Наутро он решился: позвонил на телеграф и дал сыну телеграмму «до востребования» с просьбой срочно позвонить. Он понимал, что Олег теперь наверняка «под колпаком» и что телеграмма будет прочитана «где надо» и предстоящий телефонный разговор будет прослушан, но смелость сына, вступившего в конфронтацию с властью («Так им, мальчик, так!»), о чем сам Евсей, несмотря на свою партийную лояльность, всегда втайне мечтал («Плюнуть бы им всем в рожу»), теперь и его самого вдруг настолько освободила от вечного унизительного страха, что он готов был если и не умереть на баррикадах, то по крайней мере открыто говорить с собственным ребенком — и пусть слушают!..
Нет, ни в телеграмме, ни в предстоящем телефонном разговоре невозможно было высказать все, что распирало Евсея, и он, проведя бессонную ночь, сел писать большое письмо, где среди прочего как раз и рассказал сыну о своем восхищении его смелостью, о страхе, в каком прожил жизнь, и в конце концов о своем одиноком хождении по квартире после того, как прослушал статью сына: «Я ходил по квартире, как по своей прожитой жизни, и видел только пыльную мебель, вспученный местами паркет, потрескавшуюся штукатурку высоко на потолке… Под утро, когда замолчала наконец Эльзина машинка и когда начало светать, я увидел, что окна давным-давно не мыты… Не дай тебе Бог на старости лет не иметь рядом человека, с кем бы ты мог поделиться горем или радостью», — писал он. Слово «Бог» он, может быть, впервые в жизни написал с большой буквы.

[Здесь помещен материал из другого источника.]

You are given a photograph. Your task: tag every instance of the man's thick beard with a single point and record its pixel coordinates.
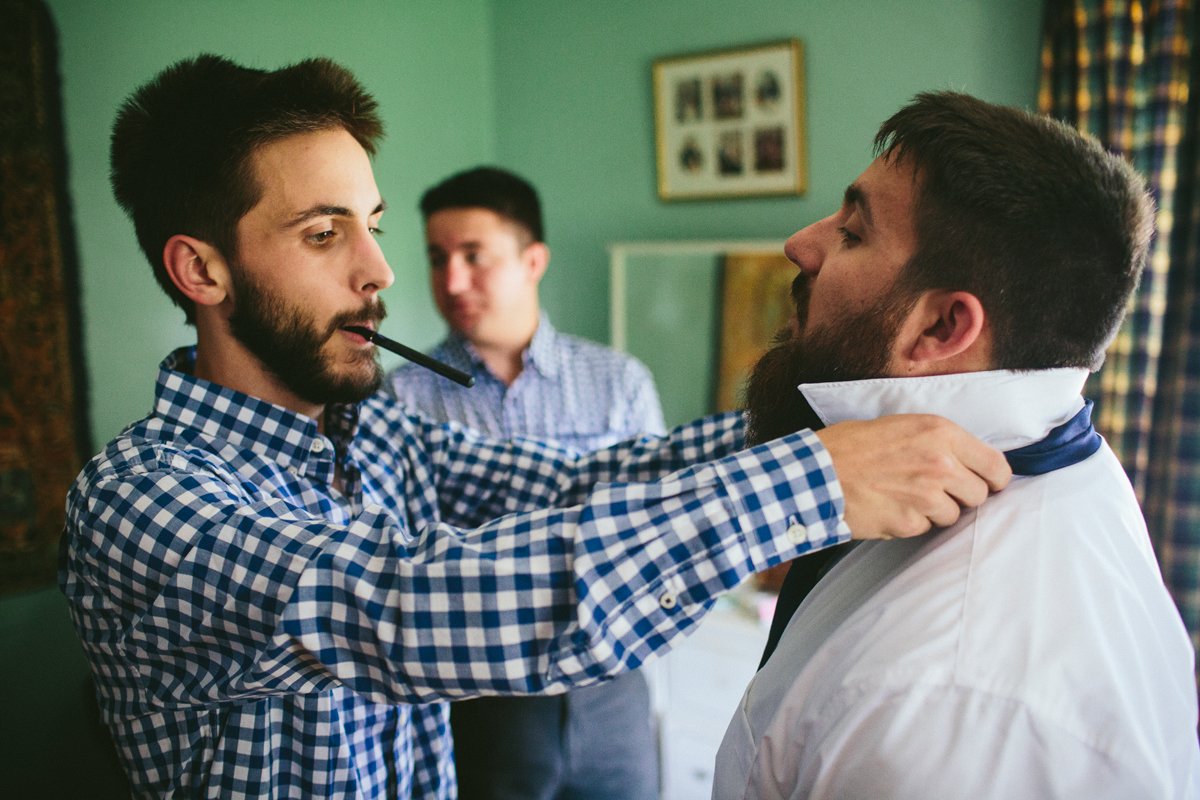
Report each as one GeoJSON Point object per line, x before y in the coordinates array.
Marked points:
{"type": "Point", "coordinates": [286, 340]}
{"type": "Point", "coordinates": [852, 348]}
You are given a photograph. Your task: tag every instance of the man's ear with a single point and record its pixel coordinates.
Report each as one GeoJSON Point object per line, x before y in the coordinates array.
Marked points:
{"type": "Point", "coordinates": [197, 269]}
{"type": "Point", "coordinates": [537, 258]}
{"type": "Point", "coordinates": [945, 332]}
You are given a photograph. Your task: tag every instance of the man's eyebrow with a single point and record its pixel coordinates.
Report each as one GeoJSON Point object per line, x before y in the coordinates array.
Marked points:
{"type": "Point", "coordinates": [328, 211]}
{"type": "Point", "coordinates": [857, 198]}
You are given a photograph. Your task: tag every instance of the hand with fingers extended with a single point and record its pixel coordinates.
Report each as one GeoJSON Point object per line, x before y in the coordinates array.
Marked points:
{"type": "Point", "coordinates": [905, 474]}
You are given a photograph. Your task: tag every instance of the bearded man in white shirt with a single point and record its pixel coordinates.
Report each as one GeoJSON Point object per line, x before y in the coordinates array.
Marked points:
{"type": "Point", "coordinates": [978, 270]}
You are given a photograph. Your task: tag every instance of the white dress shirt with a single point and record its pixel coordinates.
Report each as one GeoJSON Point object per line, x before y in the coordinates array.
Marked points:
{"type": "Point", "coordinates": [1030, 650]}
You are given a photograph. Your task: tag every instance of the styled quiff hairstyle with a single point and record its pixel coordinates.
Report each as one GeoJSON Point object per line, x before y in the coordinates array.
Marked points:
{"type": "Point", "coordinates": [1042, 224]}
{"type": "Point", "coordinates": [183, 145]}
{"type": "Point", "coordinates": [496, 190]}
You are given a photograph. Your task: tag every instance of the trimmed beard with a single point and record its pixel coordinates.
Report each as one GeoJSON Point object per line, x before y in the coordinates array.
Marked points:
{"type": "Point", "coordinates": [851, 348]}
{"type": "Point", "coordinates": [286, 340]}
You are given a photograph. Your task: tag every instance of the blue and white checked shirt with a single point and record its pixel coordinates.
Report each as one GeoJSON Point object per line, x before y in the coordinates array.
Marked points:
{"type": "Point", "coordinates": [256, 632]}
{"type": "Point", "coordinates": [574, 392]}
{"type": "Point", "coordinates": [579, 394]}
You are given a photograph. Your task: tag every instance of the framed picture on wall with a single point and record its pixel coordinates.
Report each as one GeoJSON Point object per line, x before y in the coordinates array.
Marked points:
{"type": "Point", "coordinates": [731, 122]}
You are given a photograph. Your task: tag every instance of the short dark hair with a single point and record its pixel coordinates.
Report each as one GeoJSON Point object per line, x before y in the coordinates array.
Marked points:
{"type": "Point", "coordinates": [1041, 223]}
{"type": "Point", "coordinates": [489, 187]}
{"type": "Point", "coordinates": [183, 144]}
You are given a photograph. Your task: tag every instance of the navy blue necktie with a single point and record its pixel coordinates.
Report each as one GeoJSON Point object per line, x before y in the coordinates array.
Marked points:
{"type": "Point", "coordinates": [1068, 444]}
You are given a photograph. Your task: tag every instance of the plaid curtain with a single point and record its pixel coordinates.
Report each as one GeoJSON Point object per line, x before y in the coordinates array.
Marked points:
{"type": "Point", "coordinates": [1120, 71]}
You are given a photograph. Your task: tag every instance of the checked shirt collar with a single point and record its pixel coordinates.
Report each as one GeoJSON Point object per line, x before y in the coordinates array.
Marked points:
{"type": "Point", "coordinates": [270, 431]}
{"type": "Point", "coordinates": [540, 354]}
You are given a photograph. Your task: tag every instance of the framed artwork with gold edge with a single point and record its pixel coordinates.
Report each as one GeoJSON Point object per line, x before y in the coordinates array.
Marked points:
{"type": "Point", "coordinates": [730, 122]}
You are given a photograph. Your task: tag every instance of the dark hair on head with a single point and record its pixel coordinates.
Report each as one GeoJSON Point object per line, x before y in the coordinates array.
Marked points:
{"type": "Point", "coordinates": [1043, 226]}
{"type": "Point", "coordinates": [489, 187]}
{"type": "Point", "coordinates": [183, 144]}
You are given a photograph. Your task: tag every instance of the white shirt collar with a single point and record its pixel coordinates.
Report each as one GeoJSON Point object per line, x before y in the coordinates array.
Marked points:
{"type": "Point", "coordinates": [1005, 409]}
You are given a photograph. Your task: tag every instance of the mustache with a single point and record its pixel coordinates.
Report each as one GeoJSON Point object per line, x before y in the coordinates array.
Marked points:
{"type": "Point", "coordinates": [802, 289]}
{"type": "Point", "coordinates": [371, 313]}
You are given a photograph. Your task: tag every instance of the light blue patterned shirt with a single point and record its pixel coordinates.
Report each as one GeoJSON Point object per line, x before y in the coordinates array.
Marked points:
{"type": "Point", "coordinates": [579, 394]}
{"type": "Point", "coordinates": [571, 391]}
{"type": "Point", "coordinates": [259, 629]}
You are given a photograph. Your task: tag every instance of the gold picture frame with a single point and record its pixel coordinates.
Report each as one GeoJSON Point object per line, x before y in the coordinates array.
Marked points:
{"type": "Point", "coordinates": [756, 305]}
{"type": "Point", "coordinates": [730, 122]}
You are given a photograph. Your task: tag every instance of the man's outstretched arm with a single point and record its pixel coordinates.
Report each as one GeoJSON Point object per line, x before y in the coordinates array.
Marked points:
{"type": "Point", "coordinates": [901, 475]}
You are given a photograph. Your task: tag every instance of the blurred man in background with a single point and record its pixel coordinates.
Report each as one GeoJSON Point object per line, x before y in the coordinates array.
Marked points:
{"type": "Point", "coordinates": [487, 253]}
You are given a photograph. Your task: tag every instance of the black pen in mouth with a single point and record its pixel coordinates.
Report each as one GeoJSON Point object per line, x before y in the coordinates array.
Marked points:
{"type": "Point", "coordinates": [415, 356]}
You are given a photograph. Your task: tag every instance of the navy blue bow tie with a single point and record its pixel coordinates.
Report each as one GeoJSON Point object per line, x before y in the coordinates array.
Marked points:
{"type": "Point", "coordinates": [1068, 444]}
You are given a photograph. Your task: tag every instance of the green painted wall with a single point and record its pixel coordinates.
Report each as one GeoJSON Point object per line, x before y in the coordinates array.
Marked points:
{"type": "Point", "coordinates": [574, 108]}
{"type": "Point", "coordinates": [429, 62]}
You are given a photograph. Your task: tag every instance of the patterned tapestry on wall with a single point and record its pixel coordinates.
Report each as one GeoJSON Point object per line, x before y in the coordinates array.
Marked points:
{"type": "Point", "coordinates": [43, 433]}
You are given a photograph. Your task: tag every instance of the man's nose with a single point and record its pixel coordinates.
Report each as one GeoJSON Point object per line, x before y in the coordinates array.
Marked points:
{"type": "Point", "coordinates": [457, 275]}
{"type": "Point", "coordinates": [373, 274]}
{"type": "Point", "coordinates": [807, 248]}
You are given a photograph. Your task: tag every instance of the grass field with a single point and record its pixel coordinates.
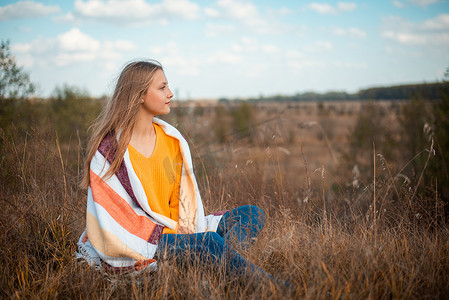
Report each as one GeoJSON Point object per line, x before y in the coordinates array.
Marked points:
{"type": "Point", "coordinates": [334, 233]}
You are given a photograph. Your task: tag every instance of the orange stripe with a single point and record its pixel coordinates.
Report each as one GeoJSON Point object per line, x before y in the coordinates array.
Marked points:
{"type": "Point", "coordinates": [119, 209]}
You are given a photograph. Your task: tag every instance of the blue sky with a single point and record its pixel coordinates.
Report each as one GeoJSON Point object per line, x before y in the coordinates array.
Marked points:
{"type": "Point", "coordinates": [231, 48]}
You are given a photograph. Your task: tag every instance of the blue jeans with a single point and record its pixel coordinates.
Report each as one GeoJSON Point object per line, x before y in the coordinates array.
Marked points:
{"type": "Point", "coordinates": [242, 225]}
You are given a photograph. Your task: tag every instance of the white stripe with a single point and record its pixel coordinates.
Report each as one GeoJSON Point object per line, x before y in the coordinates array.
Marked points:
{"type": "Point", "coordinates": [106, 221]}
{"type": "Point", "coordinates": [96, 166]}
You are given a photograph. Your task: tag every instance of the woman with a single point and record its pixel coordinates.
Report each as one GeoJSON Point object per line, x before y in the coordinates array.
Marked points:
{"type": "Point", "coordinates": [143, 201]}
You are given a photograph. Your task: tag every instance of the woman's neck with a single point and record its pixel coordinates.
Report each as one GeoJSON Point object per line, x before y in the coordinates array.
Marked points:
{"type": "Point", "coordinates": [143, 128]}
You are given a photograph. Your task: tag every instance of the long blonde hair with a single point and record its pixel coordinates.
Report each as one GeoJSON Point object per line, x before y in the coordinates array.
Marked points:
{"type": "Point", "coordinates": [119, 115]}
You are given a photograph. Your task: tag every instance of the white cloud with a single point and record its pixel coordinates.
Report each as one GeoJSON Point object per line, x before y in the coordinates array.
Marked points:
{"type": "Point", "coordinates": [346, 6]}
{"type": "Point", "coordinates": [131, 12]}
{"type": "Point", "coordinates": [215, 29]}
{"type": "Point", "coordinates": [248, 15]}
{"type": "Point", "coordinates": [319, 46]}
{"type": "Point", "coordinates": [325, 8]}
{"type": "Point", "coordinates": [398, 4]}
{"type": "Point", "coordinates": [211, 12]}
{"type": "Point", "coordinates": [422, 3]}
{"type": "Point", "coordinates": [431, 32]}
{"type": "Point", "coordinates": [74, 40]}
{"type": "Point", "coordinates": [70, 48]}
{"type": "Point", "coordinates": [26, 9]}
{"type": "Point", "coordinates": [352, 32]}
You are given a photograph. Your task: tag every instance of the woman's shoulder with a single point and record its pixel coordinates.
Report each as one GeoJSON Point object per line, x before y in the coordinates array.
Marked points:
{"type": "Point", "coordinates": [168, 129]}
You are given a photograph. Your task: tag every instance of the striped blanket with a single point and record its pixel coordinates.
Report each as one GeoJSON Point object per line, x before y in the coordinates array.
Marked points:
{"type": "Point", "coordinates": [122, 232]}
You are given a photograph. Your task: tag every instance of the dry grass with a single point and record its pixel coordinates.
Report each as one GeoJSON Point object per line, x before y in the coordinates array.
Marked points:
{"type": "Point", "coordinates": [325, 241]}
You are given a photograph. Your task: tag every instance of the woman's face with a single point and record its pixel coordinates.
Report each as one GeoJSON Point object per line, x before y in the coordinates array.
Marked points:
{"type": "Point", "coordinates": [157, 99]}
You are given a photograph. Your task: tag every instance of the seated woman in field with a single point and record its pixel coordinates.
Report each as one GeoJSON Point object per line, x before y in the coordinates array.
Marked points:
{"type": "Point", "coordinates": [143, 201]}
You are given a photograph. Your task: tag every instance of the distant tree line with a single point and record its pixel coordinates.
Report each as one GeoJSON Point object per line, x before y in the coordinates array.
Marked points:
{"type": "Point", "coordinates": [431, 91]}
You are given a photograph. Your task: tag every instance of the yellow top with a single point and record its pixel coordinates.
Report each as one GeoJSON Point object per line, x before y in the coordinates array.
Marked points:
{"type": "Point", "coordinates": [160, 175]}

После отчаянно смелого поступка, каким была телеграмма сыну-диссиденту (снова пришлось принимать нитроглицерин, и левая рука онемела, и левый глаз потом весь день дергался от нервного тика), решимости к противостоянию властям у Евсея поубавилось, и письмо сыну — свою исповедь на пятнадцати страницах мелким, хоть и четким почерком («рукописный текст на пятнадцати страницах, исполненный синим красителем, начинающийся словами: «Дорогой сын, тебя удивит…» — и кончающийся словами: «… жизнь прожил, а поле не перешел. Твой отец» — так будет описан потом этот документ в протоколе изъятия при обыске) — отправить побоялся.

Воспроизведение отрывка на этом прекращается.